Omuzlarından sarsmaya çalıştım ama dayanıklılığın karşısında tek sallanan bendim. "Bunu hatırlamayan biri yönetemez," diye kızdığımda Tony hızla, "Neyi yönetemez?" dedi. Yüzümü yüzüne yaklaştırdım. "Neyi ne zaman yiyeceğimi, ne zaman ona ne yapacağımı..." elimi saçından geçirdim ve kendime çevirdim. Ters psikoloji uygulamak zorundaydım. "Hiçbir şey hatırlamıyorsan, bu durumda senin çocuğun, senin sayılmıyor mu yani?" Hiçbir zaman kirli yüzümü göstermem gerekmemişti ve bu nadir anlardan birine maruz kalman hala beni üzüyor.

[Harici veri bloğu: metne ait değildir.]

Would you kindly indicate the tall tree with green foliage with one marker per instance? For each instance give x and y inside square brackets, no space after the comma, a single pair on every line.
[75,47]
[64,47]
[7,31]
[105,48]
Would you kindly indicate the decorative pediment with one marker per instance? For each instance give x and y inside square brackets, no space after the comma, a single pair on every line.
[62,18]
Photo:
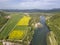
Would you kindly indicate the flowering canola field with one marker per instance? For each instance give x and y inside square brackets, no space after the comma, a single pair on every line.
[16,34]
[20,33]
[24,21]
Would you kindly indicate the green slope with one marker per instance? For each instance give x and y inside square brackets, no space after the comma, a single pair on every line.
[10,25]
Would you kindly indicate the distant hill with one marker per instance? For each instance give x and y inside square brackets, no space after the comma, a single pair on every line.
[30,10]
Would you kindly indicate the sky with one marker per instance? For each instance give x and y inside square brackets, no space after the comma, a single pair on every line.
[29,4]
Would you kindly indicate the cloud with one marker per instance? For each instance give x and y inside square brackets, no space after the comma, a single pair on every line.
[30,4]
[3,0]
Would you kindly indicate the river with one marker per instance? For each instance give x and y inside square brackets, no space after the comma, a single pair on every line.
[40,34]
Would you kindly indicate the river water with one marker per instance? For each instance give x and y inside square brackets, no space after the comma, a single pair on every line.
[40,34]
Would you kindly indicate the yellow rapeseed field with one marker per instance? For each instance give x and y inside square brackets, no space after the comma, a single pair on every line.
[24,20]
[17,34]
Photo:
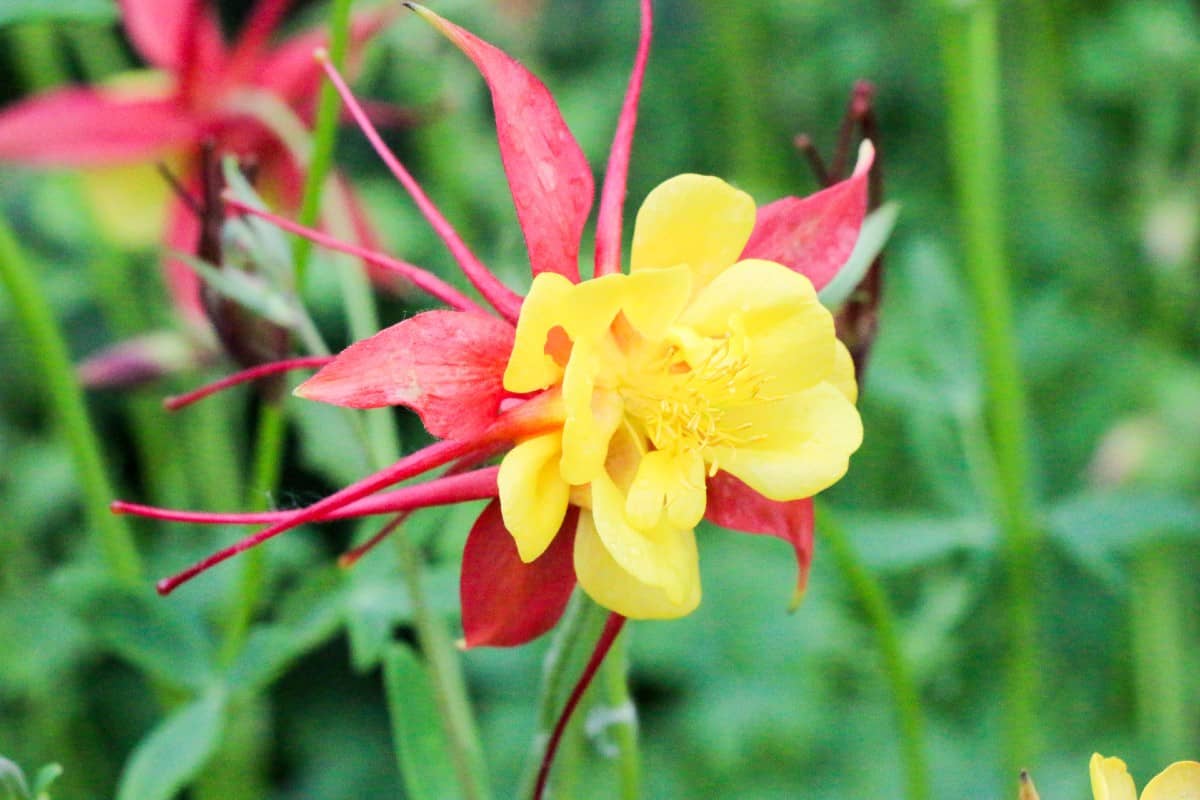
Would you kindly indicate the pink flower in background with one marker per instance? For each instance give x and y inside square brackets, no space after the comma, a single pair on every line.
[199,90]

Gözlerinde adeta bir şimşek çaktı. "Hiç de bile!" Diye tısladın. Bu adeta umudumu körükledi, bir an ağlayarak hayatımın aslında sensiz hiçbir halt olmadığını, sadece debelenip durduğumu söylemek istedim ama bunu gerçekleştirmedim. Sadece yüzüne aval aval baktım. Gözümün önüne birkaç görüntü geldi, beni sevdiğin zamandan görüntüler. Sonra tekrar kafama takıldı. Beni ikinci görüşünün ne önemi vardı ki bunu dillendirmeye gerek duymuştun?

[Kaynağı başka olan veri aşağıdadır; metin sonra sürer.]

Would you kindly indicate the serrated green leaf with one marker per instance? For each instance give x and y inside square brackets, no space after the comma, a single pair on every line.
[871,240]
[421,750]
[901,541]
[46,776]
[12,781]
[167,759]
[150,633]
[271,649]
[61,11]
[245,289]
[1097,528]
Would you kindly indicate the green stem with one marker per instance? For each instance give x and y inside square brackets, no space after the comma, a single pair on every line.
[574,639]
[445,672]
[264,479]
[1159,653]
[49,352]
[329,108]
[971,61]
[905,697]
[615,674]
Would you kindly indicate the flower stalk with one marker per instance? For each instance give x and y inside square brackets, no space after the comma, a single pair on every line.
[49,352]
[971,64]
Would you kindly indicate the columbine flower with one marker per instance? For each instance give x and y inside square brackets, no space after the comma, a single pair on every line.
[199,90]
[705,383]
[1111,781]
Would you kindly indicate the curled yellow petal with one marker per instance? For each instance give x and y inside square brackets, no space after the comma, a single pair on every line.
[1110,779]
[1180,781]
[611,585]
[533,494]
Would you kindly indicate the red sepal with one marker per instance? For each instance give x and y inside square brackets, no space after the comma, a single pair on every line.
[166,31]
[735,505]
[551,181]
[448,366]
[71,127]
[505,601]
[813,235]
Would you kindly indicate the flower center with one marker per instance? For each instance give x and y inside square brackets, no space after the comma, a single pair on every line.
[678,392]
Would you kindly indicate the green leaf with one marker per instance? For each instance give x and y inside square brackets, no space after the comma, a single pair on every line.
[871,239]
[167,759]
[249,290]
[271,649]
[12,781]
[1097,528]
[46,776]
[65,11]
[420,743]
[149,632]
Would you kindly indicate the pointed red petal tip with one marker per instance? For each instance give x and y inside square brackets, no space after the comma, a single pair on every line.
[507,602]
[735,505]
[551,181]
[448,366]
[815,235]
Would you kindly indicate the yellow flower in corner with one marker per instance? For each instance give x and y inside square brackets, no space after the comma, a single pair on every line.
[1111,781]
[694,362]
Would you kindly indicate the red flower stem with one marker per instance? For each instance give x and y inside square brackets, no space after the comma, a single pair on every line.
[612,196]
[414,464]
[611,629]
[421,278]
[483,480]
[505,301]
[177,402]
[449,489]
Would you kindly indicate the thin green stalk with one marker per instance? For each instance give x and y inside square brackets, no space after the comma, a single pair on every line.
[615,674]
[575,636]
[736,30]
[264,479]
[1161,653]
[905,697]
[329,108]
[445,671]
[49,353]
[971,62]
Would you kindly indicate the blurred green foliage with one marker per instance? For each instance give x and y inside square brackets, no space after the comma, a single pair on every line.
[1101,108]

Düşüncelerim inanılmaz bir hızla farklı noktalara kayarken sana cevap vermeyi unuttum ve yüzüne aval aval baktım. Beni kendime getiren, ayaklarımın üzerinde aniden dikilmeye başlamamdı. Tony'e döndün ve "Lütfen ona yemek yedir." Dedin. Umurunda değilmiş gibi davranmayı deniyordun ya da aklından falan geçiriyordun sanırım çünkü orantısız davranışların vardı. Bu yüzden sadece, "Beni çok kırdın." dedim, bana şaşkınca döndüğünde devam ettim. "Beni çok fazla kırdın Steve." Ardından sakince kapıya yöneldim ve çıktım. İçten içe arkamdan gelmen için dua ediyordum ama böyle bir şeyin olmayacak olması başlı başına bir yaraydı zaten.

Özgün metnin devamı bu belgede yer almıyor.